The NJEA sure isn’t telling them. They have long hidden the existence of the NJEA’s Super PAC, Garden State Forward, and the fact that it is funded by educators’ regular dues. As a result, many educators mistakenly believe that the NJEA’s traditional PAC, NJEA PAC, is the extent of the NJEA’s political spending. NJEA PAC is funded by a separate dues stream that educators must opt into, and the NJEA leads them to believe that their regular dues are not funding political spending.
But that’s a false impression. Garden State Forward has become NJEA leadership’s main vehicle for political spending. According to IRS filings, from 2012-21, NJEA leadership devoted $65 million to Garden State Forward, compared to $10 million flowing to NJEA PAC. Garden State Forward has spent more than $10 million in a single year.
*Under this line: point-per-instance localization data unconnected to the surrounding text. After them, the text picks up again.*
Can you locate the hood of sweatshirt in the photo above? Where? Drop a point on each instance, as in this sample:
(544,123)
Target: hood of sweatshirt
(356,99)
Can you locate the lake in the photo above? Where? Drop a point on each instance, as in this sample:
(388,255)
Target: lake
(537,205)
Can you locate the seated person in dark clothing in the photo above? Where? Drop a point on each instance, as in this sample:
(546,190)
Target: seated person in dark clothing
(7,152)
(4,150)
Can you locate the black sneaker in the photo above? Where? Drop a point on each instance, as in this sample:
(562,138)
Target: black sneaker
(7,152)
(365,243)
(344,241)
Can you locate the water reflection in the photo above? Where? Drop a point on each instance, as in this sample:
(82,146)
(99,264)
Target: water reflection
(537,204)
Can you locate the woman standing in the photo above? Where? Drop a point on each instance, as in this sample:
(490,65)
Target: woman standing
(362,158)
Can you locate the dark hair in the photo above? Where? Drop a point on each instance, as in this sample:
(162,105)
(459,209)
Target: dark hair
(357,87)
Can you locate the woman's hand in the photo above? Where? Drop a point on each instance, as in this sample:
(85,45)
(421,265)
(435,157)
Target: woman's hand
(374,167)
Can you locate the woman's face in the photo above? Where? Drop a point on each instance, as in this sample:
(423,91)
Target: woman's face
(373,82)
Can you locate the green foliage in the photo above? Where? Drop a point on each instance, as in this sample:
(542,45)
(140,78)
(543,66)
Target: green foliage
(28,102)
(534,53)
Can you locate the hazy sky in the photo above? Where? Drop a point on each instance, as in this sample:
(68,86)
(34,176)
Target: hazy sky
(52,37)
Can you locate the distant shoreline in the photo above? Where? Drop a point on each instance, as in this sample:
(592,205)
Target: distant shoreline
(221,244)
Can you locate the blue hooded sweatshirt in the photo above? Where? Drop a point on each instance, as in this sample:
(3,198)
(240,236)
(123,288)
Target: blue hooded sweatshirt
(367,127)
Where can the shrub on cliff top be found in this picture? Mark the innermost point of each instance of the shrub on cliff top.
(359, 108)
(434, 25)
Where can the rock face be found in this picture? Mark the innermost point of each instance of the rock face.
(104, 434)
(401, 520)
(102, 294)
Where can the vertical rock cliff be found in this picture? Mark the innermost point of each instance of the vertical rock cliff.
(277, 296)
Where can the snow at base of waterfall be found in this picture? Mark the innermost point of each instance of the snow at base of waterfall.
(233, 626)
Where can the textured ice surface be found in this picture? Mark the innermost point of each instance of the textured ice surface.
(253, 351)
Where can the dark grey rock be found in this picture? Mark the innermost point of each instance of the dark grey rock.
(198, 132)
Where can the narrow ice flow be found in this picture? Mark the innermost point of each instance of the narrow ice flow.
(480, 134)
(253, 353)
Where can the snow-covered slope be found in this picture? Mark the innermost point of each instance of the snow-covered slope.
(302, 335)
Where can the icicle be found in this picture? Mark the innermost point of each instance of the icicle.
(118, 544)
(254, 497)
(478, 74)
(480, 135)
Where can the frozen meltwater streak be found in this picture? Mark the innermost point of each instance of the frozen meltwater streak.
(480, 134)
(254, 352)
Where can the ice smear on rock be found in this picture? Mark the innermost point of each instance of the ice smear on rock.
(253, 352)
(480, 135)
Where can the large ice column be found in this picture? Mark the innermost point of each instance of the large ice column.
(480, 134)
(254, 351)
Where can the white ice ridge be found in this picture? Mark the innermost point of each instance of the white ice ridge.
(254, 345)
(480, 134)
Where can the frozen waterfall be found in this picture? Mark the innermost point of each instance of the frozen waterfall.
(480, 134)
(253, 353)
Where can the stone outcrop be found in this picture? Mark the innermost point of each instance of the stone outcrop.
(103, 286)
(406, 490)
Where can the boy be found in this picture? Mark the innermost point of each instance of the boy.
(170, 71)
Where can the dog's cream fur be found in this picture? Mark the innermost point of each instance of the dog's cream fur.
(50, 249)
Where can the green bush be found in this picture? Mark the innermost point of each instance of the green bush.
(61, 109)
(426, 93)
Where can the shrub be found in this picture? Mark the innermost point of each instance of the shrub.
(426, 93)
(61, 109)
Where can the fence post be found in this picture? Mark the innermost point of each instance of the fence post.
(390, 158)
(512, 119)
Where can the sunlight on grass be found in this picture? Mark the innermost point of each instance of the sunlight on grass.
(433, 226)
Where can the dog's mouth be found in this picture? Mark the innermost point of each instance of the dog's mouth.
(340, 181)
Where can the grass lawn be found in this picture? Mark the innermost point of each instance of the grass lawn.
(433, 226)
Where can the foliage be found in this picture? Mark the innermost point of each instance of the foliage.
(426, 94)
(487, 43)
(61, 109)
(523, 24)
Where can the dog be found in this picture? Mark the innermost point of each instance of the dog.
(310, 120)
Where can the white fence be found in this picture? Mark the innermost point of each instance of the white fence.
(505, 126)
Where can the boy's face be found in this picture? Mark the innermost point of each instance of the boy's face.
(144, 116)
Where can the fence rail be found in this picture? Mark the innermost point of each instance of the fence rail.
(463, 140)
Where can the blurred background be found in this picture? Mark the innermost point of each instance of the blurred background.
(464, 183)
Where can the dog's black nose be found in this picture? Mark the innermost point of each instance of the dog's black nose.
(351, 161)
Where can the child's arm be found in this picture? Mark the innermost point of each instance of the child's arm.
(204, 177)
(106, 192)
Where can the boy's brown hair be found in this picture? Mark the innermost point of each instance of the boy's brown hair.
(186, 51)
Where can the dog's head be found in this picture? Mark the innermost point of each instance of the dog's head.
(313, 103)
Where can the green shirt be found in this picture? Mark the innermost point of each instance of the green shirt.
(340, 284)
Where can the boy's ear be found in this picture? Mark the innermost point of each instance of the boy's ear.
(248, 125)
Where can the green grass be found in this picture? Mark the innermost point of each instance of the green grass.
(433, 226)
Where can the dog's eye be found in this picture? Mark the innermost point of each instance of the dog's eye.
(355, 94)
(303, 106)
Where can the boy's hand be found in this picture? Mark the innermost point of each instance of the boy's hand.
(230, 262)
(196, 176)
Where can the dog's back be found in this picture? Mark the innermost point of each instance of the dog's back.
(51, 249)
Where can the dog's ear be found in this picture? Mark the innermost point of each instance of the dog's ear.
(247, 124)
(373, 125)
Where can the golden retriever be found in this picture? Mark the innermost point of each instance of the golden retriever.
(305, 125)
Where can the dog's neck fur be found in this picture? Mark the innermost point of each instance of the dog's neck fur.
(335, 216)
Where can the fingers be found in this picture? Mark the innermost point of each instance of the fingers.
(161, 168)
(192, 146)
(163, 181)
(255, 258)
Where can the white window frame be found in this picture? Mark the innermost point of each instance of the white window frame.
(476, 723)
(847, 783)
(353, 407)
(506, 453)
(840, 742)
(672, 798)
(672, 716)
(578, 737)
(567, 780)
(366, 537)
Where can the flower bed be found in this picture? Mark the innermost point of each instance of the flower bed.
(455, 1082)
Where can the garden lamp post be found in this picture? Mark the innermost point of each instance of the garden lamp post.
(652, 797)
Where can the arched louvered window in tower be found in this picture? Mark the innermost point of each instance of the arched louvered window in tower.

So few, if any, educators know that in 2017, via Garden State Forward, NJEA leadership wasted $5.4 million of their regular dues backing Trump-supporter Fran Grenier in a futile attempt to unseat then-Senate President Steve Sweeney. Or that millions of their dues are being funneled to Spiller’s own Super PAC in furtherance of his personal political career.
This is deliberate. The NJEA website is the model of transparency when it comes to NJEA PAC, but when we searched for “Garden State Forward,” we got this response: “Sorry, but nothing matched your search terms. Please try again with different keywords.” Likewise, in all the annual budgets presented to educators in the NJEA’s monthly magazine, NJEA Review, there has never been a line-item for Garden State Forward. NJEA leadership’s $65 million in funding for Garden State Forward is disguised as “Organizational Projects.”
The bottom line is that an educator would be unaware of Garden State Forward’s existence if she relied on the NJEA for her information. Can the NJEA’s political spending truly be deemed “Educators Involved in Politics”?
No, it’s the NJEA involved in politics. There’s a big difference.
Mike Lilley is the President of the Sunlight Policy Center of New Jersey.